Each of Vietnam’s 54 ethnic groups celebrates Tet with typical activities over as many days as a Tet season. The Muong community in Ba Vi district, on the outskirts of Hanoi welcomes the New Year with joyful sound of gong.
All villagers sing and dance in praise of the local perennial banyan tree and share their aspiration for peace and prosperity. Then they fetch water from an old well to fill water tanks at home.
They believe that the holy water source will bring them good luck and success in the new year.
Tet begins on the 27th day of the 12th month. Everyone is busier than normal. They refurbish the kitchen and use the new area to prepare food for Tet. Dinh Van Luan, in Ba Vi, said that on the 27th, the man in the house arranges worship items on the ancestral altar.
“The altar must be solemnly decorated with a peach blossom branch, two sugarcanes, a tray of 5 fruits, and confectionaries. We believe that genies and the Jade Emperor protect human beings and uphold our ancestor’s worship rituals.”
Before Tet the San Diu in Dong Hung commune, Bac Giang province, distill rice wine to invite guests during spring festival.
On the first day of the New Year, San Diu people take water from spring to cook sweet soup to worship their ancestors.
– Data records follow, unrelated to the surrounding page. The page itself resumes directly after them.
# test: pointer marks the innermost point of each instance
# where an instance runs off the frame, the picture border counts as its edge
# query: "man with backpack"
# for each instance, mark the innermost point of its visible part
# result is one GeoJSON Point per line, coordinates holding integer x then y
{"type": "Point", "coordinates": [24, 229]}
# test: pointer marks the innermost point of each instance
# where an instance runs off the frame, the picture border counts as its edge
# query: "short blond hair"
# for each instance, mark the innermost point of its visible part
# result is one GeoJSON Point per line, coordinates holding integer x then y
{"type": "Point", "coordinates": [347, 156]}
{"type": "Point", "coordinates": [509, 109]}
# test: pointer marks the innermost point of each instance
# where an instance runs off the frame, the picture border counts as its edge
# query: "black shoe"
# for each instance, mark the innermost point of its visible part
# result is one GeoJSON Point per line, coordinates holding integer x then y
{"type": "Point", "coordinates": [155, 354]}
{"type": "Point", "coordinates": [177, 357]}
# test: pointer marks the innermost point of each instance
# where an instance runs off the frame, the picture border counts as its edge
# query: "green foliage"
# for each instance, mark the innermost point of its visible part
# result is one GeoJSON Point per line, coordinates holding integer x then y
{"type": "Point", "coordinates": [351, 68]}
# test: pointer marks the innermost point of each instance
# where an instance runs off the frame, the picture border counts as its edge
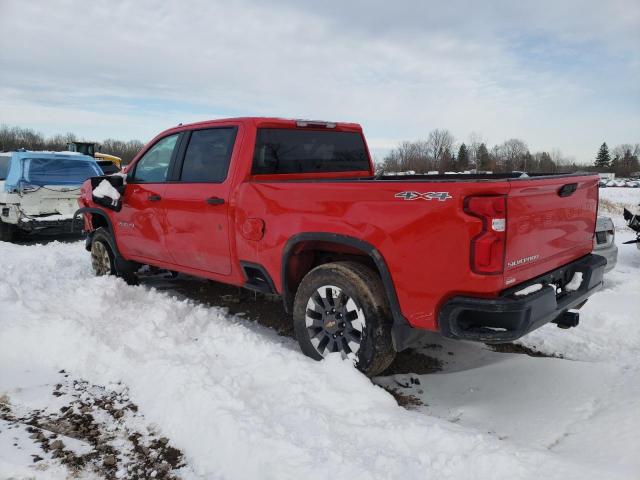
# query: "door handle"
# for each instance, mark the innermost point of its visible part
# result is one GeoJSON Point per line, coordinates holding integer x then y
{"type": "Point", "coordinates": [568, 189]}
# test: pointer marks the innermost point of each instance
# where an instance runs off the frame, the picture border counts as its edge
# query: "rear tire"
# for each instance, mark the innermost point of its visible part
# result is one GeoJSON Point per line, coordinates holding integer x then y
{"type": "Point", "coordinates": [102, 257]}
{"type": "Point", "coordinates": [342, 307]}
{"type": "Point", "coordinates": [7, 232]}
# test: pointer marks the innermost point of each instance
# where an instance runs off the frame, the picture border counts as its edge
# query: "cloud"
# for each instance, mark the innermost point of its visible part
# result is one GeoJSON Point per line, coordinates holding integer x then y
{"type": "Point", "coordinates": [559, 76]}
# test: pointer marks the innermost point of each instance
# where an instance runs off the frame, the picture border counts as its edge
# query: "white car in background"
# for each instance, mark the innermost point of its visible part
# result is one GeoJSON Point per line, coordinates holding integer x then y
{"type": "Point", "coordinates": [39, 190]}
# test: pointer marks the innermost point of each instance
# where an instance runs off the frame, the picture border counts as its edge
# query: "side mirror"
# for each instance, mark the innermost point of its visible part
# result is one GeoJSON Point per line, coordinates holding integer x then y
{"type": "Point", "coordinates": [108, 190]}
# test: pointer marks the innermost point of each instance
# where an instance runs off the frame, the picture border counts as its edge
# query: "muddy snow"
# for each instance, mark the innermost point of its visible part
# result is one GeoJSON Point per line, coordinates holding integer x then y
{"type": "Point", "coordinates": [180, 378]}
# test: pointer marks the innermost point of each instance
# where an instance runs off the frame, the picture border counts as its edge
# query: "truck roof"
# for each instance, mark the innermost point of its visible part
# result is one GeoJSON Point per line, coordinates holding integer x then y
{"type": "Point", "coordinates": [273, 122]}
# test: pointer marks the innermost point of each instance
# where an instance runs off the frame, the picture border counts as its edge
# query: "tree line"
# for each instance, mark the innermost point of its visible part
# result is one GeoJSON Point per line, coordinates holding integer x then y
{"type": "Point", "coordinates": [623, 160]}
{"type": "Point", "coordinates": [13, 138]}
{"type": "Point", "coordinates": [439, 152]}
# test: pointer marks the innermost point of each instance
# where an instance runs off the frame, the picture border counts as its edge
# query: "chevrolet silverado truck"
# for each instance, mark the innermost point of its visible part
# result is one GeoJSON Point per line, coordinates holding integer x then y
{"type": "Point", "coordinates": [363, 262]}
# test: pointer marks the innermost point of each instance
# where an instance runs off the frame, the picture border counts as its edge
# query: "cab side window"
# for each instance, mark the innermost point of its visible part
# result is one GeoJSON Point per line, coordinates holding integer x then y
{"type": "Point", "coordinates": [153, 167]}
{"type": "Point", "coordinates": [208, 155]}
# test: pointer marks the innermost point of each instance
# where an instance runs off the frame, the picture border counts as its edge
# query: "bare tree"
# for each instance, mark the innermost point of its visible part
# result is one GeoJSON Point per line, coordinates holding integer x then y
{"type": "Point", "coordinates": [513, 155]}
{"type": "Point", "coordinates": [439, 145]}
{"type": "Point", "coordinates": [473, 147]}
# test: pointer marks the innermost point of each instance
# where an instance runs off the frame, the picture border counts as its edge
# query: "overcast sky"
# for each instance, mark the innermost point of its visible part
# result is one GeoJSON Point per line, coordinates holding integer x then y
{"type": "Point", "coordinates": [558, 74]}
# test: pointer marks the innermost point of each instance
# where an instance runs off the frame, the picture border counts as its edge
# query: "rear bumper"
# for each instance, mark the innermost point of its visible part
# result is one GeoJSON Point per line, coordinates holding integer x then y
{"type": "Point", "coordinates": [509, 316]}
{"type": "Point", "coordinates": [610, 253]}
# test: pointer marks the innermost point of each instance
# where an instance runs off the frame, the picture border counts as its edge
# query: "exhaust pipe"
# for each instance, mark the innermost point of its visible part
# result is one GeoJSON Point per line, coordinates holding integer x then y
{"type": "Point", "coordinates": [568, 319]}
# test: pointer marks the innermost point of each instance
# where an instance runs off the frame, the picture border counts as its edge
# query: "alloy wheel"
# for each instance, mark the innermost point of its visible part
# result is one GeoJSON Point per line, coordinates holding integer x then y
{"type": "Point", "coordinates": [100, 259]}
{"type": "Point", "coordinates": [335, 322]}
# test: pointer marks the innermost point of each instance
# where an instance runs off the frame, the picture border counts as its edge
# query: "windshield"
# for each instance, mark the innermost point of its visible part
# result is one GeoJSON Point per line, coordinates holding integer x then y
{"type": "Point", "coordinates": [56, 171]}
{"type": "Point", "coordinates": [4, 166]}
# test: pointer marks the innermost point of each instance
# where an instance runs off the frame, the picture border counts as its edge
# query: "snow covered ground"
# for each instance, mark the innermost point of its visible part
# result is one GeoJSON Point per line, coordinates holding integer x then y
{"type": "Point", "coordinates": [239, 401]}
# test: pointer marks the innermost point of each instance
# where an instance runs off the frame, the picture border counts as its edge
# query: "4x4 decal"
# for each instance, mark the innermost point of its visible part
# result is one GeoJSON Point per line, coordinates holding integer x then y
{"type": "Point", "coordinates": [440, 196]}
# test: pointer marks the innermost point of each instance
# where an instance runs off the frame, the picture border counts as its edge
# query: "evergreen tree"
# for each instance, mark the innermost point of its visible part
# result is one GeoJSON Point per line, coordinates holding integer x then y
{"type": "Point", "coordinates": [484, 161]}
{"type": "Point", "coordinates": [602, 159]}
{"type": "Point", "coordinates": [463, 158]}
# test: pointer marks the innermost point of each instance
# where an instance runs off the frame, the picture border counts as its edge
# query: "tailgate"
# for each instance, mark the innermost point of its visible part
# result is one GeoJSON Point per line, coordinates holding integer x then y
{"type": "Point", "coordinates": [550, 222]}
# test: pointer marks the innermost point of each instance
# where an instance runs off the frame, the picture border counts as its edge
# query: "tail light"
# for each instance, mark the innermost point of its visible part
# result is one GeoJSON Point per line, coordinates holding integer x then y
{"type": "Point", "coordinates": [488, 247]}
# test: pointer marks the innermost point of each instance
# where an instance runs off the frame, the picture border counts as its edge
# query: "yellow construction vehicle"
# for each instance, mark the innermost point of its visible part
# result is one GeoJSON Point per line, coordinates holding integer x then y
{"type": "Point", "coordinates": [108, 163]}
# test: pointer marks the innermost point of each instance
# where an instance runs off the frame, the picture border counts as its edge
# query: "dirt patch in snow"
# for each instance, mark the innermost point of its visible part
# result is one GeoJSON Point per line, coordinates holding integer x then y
{"type": "Point", "coordinates": [96, 430]}
{"type": "Point", "coordinates": [411, 361]}
{"type": "Point", "coordinates": [518, 348]}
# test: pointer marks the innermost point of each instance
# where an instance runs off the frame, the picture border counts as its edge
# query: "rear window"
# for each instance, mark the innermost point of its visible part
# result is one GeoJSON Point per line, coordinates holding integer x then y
{"type": "Point", "coordinates": [56, 171]}
{"type": "Point", "coordinates": [4, 166]}
{"type": "Point", "coordinates": [308, 151]}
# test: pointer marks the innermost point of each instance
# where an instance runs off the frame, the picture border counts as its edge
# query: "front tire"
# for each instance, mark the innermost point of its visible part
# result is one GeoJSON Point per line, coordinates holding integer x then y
{"type": "Point", "coordinates": [7, 232]}
{"type": "Point", "coordinates": [342, 307]}
{"type": "Point", "coordinates": [104, 261]}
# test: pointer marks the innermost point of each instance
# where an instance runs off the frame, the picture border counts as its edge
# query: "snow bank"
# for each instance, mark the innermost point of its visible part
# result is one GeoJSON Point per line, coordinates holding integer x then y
{"type": "Point", "coordinates": [240, 401]}
{"type": "Point", "coordinates": [106, 190]}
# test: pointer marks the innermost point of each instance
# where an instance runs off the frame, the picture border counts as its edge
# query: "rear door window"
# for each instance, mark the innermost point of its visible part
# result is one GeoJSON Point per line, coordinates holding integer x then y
{"type": "Point", "coordinates": [4, 166]}
{"type": "Point", "coordinates": [153, 167]}
{"type": "Point", "coordinates": [208, 155]}
{"type": "Point", "coordinates": [280, 150]}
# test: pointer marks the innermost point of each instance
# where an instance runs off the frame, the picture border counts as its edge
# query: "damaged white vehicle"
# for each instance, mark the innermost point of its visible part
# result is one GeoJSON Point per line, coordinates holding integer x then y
{"type": "Point", "coordinates": [39, 191]}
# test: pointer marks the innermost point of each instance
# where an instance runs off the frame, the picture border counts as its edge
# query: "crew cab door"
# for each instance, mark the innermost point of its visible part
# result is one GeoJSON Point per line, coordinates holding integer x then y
{"type": "Point", "coordinates": [139, 225]}
{"type": "Point", "coordinates": [196, 202]}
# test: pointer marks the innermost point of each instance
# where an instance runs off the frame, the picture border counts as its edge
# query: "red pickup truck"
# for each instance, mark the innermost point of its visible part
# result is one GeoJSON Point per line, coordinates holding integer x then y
{"type": "Point", "coordinates": [362, 261]}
They don’t eat meat on the first day of the year but only sweet rice and green bean soup.
Pham Tho Doan, an official of Dong Hung commune, said, “With the government’s support we have established Soong Co Club to help restore and promote our group’s culture. Tet is the biggest celebration of the year and our traditional customs have been revitalized.”
The Mong in Can Chu Phin, Lung Cu, and Khau Vai communes in Ha Giang province celebrate Tet in the 12th lunar month. Tet is the time for relaxation, family reunions, and festive activities and for young people to make friends and find a partner.
Tho Chi Ria, a Mong man in Can Chu Phin commune, said, “In preparation for Tet, we have to collect enough wood for fuel for a month. We also store grass for cows enough for a week while we go to the festival. After the Tet month, we resume our work.”
On the last day of the lunar year the Mong glue silver votive money on farm tools to thank them for helping people grow rice, maize, and corn. All farm tools are placed below the altar to enjoy Tet like people.
On the New Year’s Eve, all family members stay awake. Old people recite epics and stories of their ancestors to teach their children of family traditions.